- Cropsey Cropsey
- Coordinates: 40°36′33″N 88°28′43″W﻿ / ﻿40.60917°N 88.47861°W
- Country: United States
- State: Illinois
- County: McLean
- Elevation: 797 ft (243 m)
- Time zone: UTC-6 (Central (CST))
- • Summer (DST): UTC-5 (CDT)
- ZIP code: 61731
- Area code: 309
- GNIS feature ID: 406824

= Cropsey, Illinois =

Cropsey is an unincorporated community in McLean County, Illinois, United States. It was named for a Civil War colonel in the Union Army.

==History==

===Founding of Cropsey===

Cropsey was laid out 8 October 1880 by Henry L. Terpening (13 April 1836 – 11 August 1919). and Ira C. Pratt (12 January 1832 – 14 April 1917). Pratt was a native of Vermont who had been trained as a blacksmith and Wagon-maker. He came to Illinois in 1855, settling first at Morton in Tazewell County. In 1867 he purchased land in Belle Prairie Township, Livingston County, just north of Cropsey. In 1882 he began buying tile to drain his farmland and then decided to manufacture his own tile in Cropsey. In 1883 he built a large house on the west side of the town of Cropsey. Terpening, whose name was sometimes spelled, Henry L. Terpenning, was a native of New York who had been a farmer in Cropsey Township. He was a justice of the peace and represented McLean County in the Illinois State Legislature in the 36th and 37th general assemblies during the early 1890s. About 1892 he moved to Vermilion County. Before the town of Cropsey was established, there had been several efforts to attract a railroad to Cropsey Township. In October 1869 the township had voted $60,000 in bonds, with an additional $15,000 to be added if a station was established in the township. The money was to have helped finance the Decatur and East St. Louis Railroad. This effort failed. This railroad passed north of the township. A second chance came in 1880 with the Clinton, Bloomington and Northeastern Railroad. A number of local people donated money and land to attract the railroad to Cropsey Township. The town of Cropsey was laid out at the same time as other new towns on this railroad including Anchor, Colfax, and Cooksville. The first trains from Kankakee came on 4 July 1880, but it was another two years before tracks were completed to Bloomington. This railroad soon became part of the Illinois Central system. Cropsey Township, from which the new town took its name, was named in honor of Andrew J. Cropsey who was a Civil War officer member of the Illinois Legislature in the 1860s.
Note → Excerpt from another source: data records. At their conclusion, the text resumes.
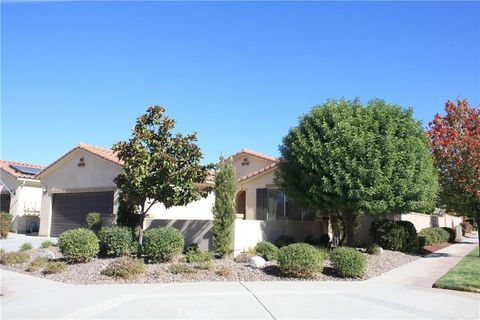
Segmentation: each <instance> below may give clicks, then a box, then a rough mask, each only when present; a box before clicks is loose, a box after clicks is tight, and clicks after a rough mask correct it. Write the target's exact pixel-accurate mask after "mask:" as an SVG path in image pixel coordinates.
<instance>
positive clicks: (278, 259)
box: [278, 243, 323, 278]
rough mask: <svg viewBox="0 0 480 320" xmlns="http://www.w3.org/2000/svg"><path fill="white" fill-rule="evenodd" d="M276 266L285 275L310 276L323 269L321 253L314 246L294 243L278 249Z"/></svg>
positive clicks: (294, 277)
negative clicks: (277, 267) (287, 245)
mask: <svg viewBox="0 0 480 320" xmlns="http://www.w3.org/2000/svg"><path fill="white" fill-rule="evenodd" d="M278 268H279V270H280V273H281V274H282V275H284V276H287V277H294V278H311V277H314V276H315V274H317V273H320V272H322V270H323V254H322V253H321V252H320V251H318V250H317V249H316V248H315V247H314V246H311V245H309V244H306V243H294V244H290V245H288V246H286V247H283V248H281V249H280V250H279V251H278Z"/></svg>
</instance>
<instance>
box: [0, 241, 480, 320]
mask: <svg viewBox="0 0 480 320" xmlns="http://www.w3.org/2000/svg"><path fill="white" fill-rule="evenodd" d="M475 245H476V241H475V240H474V239H473V240H472V239H470V240H467V241H465V243H462V244H457V245H453V246H450V247H448V248H445V249H443V250H441V251H440V252H438V253H439V254H438V255H436V256H435V257H430V258H424V259H419V260H417V261H414V262H412V263H410V264H408V265H405V266H402V267H400V268H397V269H395V270H392V271H390V272H388V273H385V274H384V275H382V276H380V277H377V278H374V279H370V280H367V281H324V282H312V281H297V282H289V281H279V282H246V283H242V282H218V283H204V282H203V283H202V282H198V283H170V284H138V285H131V284H128V285H70V284H65V283H58V282H53V281H50V280H45V279H41V278H36V277H30V276H27V275H23V274H19V273H14V272H8V271H2V274H1V277H2V283H1V288H2V289H1V290H2V294H3V296H2V297H1V298H0V302H1V318H2V319H17V318H23V319H82V318H95V319H133V318H135V319H154V318H158V319H212V318H217V319H318V318H321V319H366V318H368V319H429V318H431V319H479V318H480V295H478V294H473V293H464V292H456V291H450V290H442V289H432V288H431V285H432V284H433V282H434V281H435V280H436V279H437V278H438V277H439V274H440V276H441V275H442V274H443V273H444V270H448V269H450V268H451V267H452V266H453V265H455V264H456V263H457V262H458V261H459V260H460V259H461V257H463V256H464V255H465V254H466V253H468V252H469V251H470V250H471V249H473V248H474V247H475ZM428 270H433V271H432V272H428ZM441 273H442V274H441ZM407 275H410V276H407ZM417 276H418V277H417ZM419 277H420V278H422V279H423V280H422V281H418V278H419ZM410 278H415V279H416V280H409V279H410Z"/></svg>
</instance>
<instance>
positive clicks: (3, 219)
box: [0, 212, 13, 239]
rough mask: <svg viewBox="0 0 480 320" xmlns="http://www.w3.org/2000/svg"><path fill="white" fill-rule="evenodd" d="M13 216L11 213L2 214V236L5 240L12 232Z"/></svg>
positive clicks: (0, 227) (1, 220)
mask: <svg viewBox="0 0 480 320" xmlns="http://www.w3.org/2000/svg"><path fill="white" fill-rule="evenodd" d="M12 218H13V216H12V215H11V214H10V213H6V212H0V236H1V237H2V239H5V238H6V237H7V236H8V232H9V231H10V224H11V223H12Z"/></svg>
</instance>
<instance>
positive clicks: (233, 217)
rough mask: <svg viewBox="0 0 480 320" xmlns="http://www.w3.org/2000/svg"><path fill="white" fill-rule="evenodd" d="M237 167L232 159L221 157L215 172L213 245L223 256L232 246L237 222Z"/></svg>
mask: <svg viewBox="0 0 480 320" xmlns="http://www.w3.org/2000/svg"><path fill="white" fill-rule="evenodd" d="M235 176H236V174H235V167H234V166H233V163H232V159H227V160H225V161H224V160H223V157H220V162H219V164H218V169H217V171H216V174H215V188H214V190H215V205H214V207H213V219H214V220H213V246H214V248H215V250H216V251H217V252H218V253H220V254H221V255H222V256H224V255H227V254H228V253H229V252H230V250H231V248H232V240H233V223H234V222H235V189H236V179H235Z"/></svg>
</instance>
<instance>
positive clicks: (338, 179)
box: [277, 100, 438, 246]
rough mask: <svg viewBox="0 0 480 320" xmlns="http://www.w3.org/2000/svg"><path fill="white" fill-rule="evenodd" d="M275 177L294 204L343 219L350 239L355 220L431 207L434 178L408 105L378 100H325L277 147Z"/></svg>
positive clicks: (431, 208)
mask: <svg viewBox="0 0 480 320" xmlns="http://www.w3.org/2000/svg"><path fill="white" fill-rule="evenodd" d="M280 153H281V158H280V162H279V169H278V171H277V182H278V183H280V184H281V185H283V187H284V188H285V191H286V193H287V195H288V196H290V197H292V198H293V200H295V201H296V202H297V203H299V204H302V205H304V206H307V207H309V208H313V209H320V210H321V211H323V212H326V213H329V214H332V215H333V216H334V217H335V218H337V217H341V219H342V220H343V225H344V228H345V232H346V238H347V244H348V245H350V246H353V245H354V244H355V239H354V238H355V230H356V227H357V224H358V222H357V221H358V217H359V216H361V215H363V214H369V215H386V214H391V213H403V212H408V211H412V210H416V211H421V212H426V211H431V210H433V209H434V206H435V202H436V198H437V192H438V181H437V176H436V172H435V168H434V167H433V160H432V157H431V155H430V153H429V150H428V141H427V136H426V134H425V132H424V130H423V129H422V127H421V125H420V123H419V122H417V121H415V120H414V119H413V117H412V110H403V109H402V108H401V107H399V106H395V105H390V104H386V103H385V102H384V101H383V100H373V101H369V102H368V104H367V106H365V107H364V106H362V104H361V103H360V101H359V100H354V101H345V100H339V101H337V100H329V101H327V102H326V103H325V104H323V105H320V106H316V107H314V108H313V109H312V110H311V112H310V113H308V114H306V115H304V116H303V117H302V118H301V119H300V122H299V124H298V126H297V127H294V128H292V129H291V130H290V132H289V133H288V134H287V136H286V137H285V138H284V139H283V144H282V145H281V146H280Z"/></svg>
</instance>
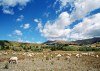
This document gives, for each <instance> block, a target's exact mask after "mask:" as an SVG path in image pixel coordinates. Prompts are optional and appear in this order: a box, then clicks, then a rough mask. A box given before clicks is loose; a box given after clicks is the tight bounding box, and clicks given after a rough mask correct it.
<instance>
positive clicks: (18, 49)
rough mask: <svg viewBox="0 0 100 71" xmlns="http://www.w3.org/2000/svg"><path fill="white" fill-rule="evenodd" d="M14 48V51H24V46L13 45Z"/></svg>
mask: <svg viewBox="0 0 100 71" xmlns="http://www.w3.org/2000/svg"><path fill="white" fill-rule="evenodd" d="M12 50H14V51H22V48H21V47H13V48H12Z"/></svg>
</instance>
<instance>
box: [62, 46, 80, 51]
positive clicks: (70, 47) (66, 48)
mask: <svg viewBox="0 0 100 71" xmlns="http://www.w3.org/2000/svg"><path fill="white" fill-rule="evenodd" d="M63 50H64V51H77V50H78V48H76V47H73V46H67V47H63Z"/></svg>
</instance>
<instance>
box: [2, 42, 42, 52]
mask: <svg viewBox="0 0 100 71" xmlns="http://www.w3.org/2000/svg"><path fill="white" fill-rule="evenodd" d="M0 50H13V51H26V52H27V51H38V52H41V51H43V48H42V46H40V45H37V44H30V43H19V42H9V41H0Z"/></svg>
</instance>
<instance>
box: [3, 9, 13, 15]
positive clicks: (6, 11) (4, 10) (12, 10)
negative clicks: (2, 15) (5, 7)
mask: <svg viewBox="0 0 100 71" xmlns="http://www.w3.org/2000/svg"><path fill="white" fill-rule="evenodd" d="M3 13H4V14H11V15H13V14H14V12H13V10H12V9H3Z"/></svg>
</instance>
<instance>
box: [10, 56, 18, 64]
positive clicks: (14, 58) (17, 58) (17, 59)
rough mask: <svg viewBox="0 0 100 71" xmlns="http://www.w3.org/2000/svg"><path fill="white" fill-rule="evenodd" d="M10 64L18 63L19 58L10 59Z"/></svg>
mask: <svg viewBox="0 0 100 71" xmlns="http://www.w3.org/2000/svg"><path fill="white" fill-rule="evenodd" d="M9 63H18V58H17V57H11V58H10V59H9Z"/></svg>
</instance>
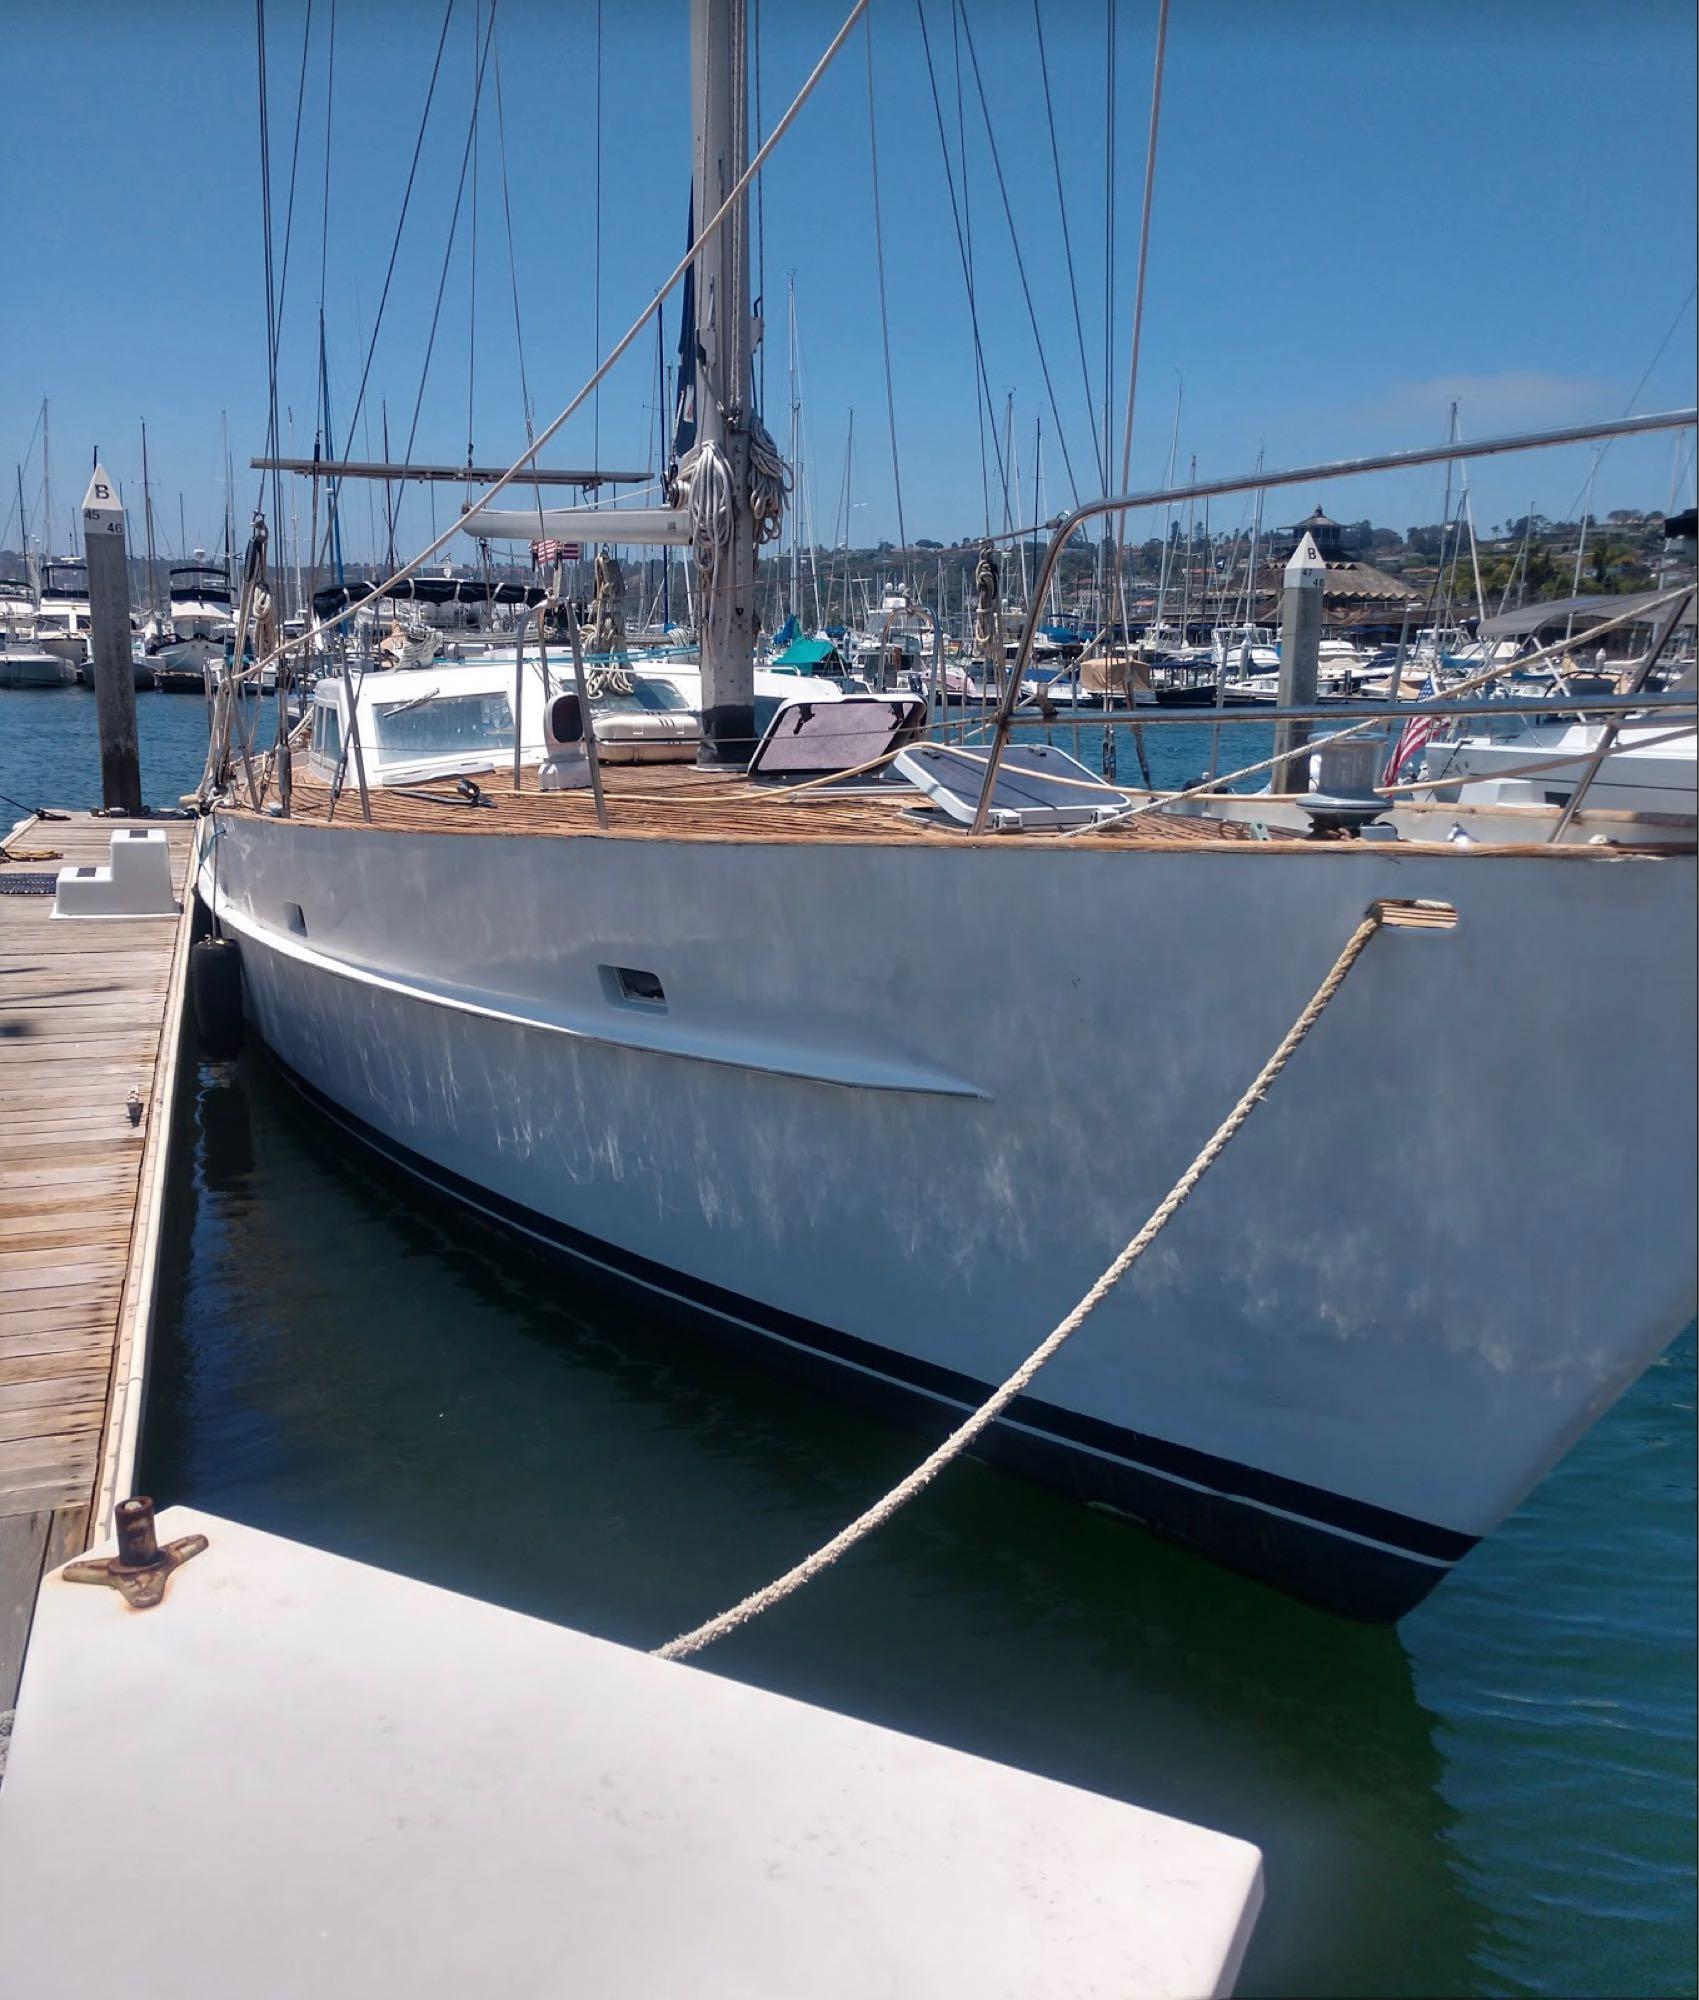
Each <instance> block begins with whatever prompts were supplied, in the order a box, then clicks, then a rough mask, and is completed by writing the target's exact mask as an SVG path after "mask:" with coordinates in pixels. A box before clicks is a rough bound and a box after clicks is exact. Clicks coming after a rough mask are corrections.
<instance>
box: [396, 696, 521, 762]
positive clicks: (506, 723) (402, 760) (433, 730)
mask: <svg viewBox="0 0 1699 2000" xmlns="http://www.w3.org/2000/svg"><path fill="white" fill-rule="evenodd" d="M372 726H374V730H376V736H378V744H376V754H378V764H380V766H384V764H416V762H420V760H422V758H434V756H472V754H494V752H498V750H512V748H514V708H512V702H510V700H508V696H506V694H496V692H490V694H430V696H424V698H422V700H412V702H374V706H372Z"/></svg>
===Design and Development of Cropsey===

The original town of Cropsey had only about fifty lots. Southeast of the diagonal railroad was an enlarged railroad ground where its normal one hundred foot right-of-way was extended an additional seventy-five feet in width. On this side, Main Street ran parallel to the tracks with eleven lots facing the street. The depot and one grain elevator were northwest of the tracks and the early stockyard and another elevator southeast. Other lots were scattered along Yates Street, Locust Street, East Street, and Belle Prairie Street. By 1895 only a few businesses had settled in the town. Seth R. Alford operated the Alford House Hotel and also dealt in livery and feed. H. L. Barns ran a bank, served as notary public, and also dealt in livestock and grain. E. W. Crum had a blacksmith and wheelwright shop and sold drain tile. There were two other stores. Meeker brothers handled groceries, dry goods and hardware. L. W. Alford and Brother sold dry goods, notions, hats, caps, boots, shoes and queensware; they also repaired harnesses. Most of these businesses faced Main Street Since that time Cropsey has remained a very small place.